Over the last few years, our use of the Cloud to store all sorts of digital files has grown by leaps and bounds. In 2012, the global data supply reached 2.8 trillion GB. By 2020, the volumes of data are projected to reach 40 zeta bytes per person.
This phenomenal growth is called the “Big Data storage problem.” Tackling that problem is the focus of research carried out by Ryerson University Computer Science PhD candidate Fatema Rashid. Specifically, Fatema is exploring “data depulication” as a way to ease the problem of Big Data storage by identifying and removing duplicate copies from cloud-based storage systems.
Privacy and security concerns
Fatema’s write-up of her recent experiments and findings involving video deduplication has been accepted as an application track paper – co-authored with her supervisors professor Ali Miri and Isaac Woungang – for the IEEE International Congress on Big Data 2015. One of the main concerns Fatema raises in the paper is that, although deduplication maximizes storage space and minimizes storage costs, it comes with serious uneasiness over data privacy and security. As she explains, “While users want to save costs by allowing cloud storage providers (CSPs) to deduplicate their data, they don’t want CSPs to compromise the privacy of their data.”
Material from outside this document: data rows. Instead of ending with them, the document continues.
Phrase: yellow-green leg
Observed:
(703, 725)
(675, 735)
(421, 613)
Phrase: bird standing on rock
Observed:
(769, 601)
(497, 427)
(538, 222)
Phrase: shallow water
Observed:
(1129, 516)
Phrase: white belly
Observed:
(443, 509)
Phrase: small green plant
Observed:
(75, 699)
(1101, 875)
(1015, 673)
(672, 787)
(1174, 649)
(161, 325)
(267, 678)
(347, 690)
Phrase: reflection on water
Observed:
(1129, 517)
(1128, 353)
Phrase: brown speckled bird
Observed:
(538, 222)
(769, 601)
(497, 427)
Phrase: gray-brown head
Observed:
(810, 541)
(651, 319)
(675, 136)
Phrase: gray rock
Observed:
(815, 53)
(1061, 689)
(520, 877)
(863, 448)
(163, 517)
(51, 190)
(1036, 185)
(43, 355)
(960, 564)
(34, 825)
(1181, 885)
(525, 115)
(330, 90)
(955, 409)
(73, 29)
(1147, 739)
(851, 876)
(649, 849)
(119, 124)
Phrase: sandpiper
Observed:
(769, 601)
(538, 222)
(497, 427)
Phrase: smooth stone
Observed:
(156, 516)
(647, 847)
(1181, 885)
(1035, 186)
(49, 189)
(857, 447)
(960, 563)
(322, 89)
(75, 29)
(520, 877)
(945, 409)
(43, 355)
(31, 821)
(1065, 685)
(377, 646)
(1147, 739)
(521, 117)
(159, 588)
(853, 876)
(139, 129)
Proof of storage protocols
Building on earlier research involving data deduplication through the H.264 compression protocol, the work Fatema presents in her current paper addresses two storage-related protocols: a proof of retrieval (POR) and a proof of ownership (POW) protocol. One of the novel features of these protocols is that they can be run by both the users of a cloud storage service (to ensure their videos are stored securely) and by CSPs themselves (to authenticate a video’s “true owner”).
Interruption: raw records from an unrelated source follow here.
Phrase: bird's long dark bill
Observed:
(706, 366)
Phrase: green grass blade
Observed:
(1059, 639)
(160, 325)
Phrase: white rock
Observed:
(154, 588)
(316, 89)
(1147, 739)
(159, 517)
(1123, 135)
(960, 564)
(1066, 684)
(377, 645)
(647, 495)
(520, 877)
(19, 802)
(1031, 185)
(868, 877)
“Based on our results, we believe that our proposed scheme will ensure cloud-storage users that their video data are safe, secure and protected,” says Fatema. “That would allay many people’s fears over storing their videos in the cloud while supporting deduplication as a way to solve the Big Data problem.” In her future work, she hopes to modify the proposed POR and POW protocols to include support for dynamic data and third-party auditing.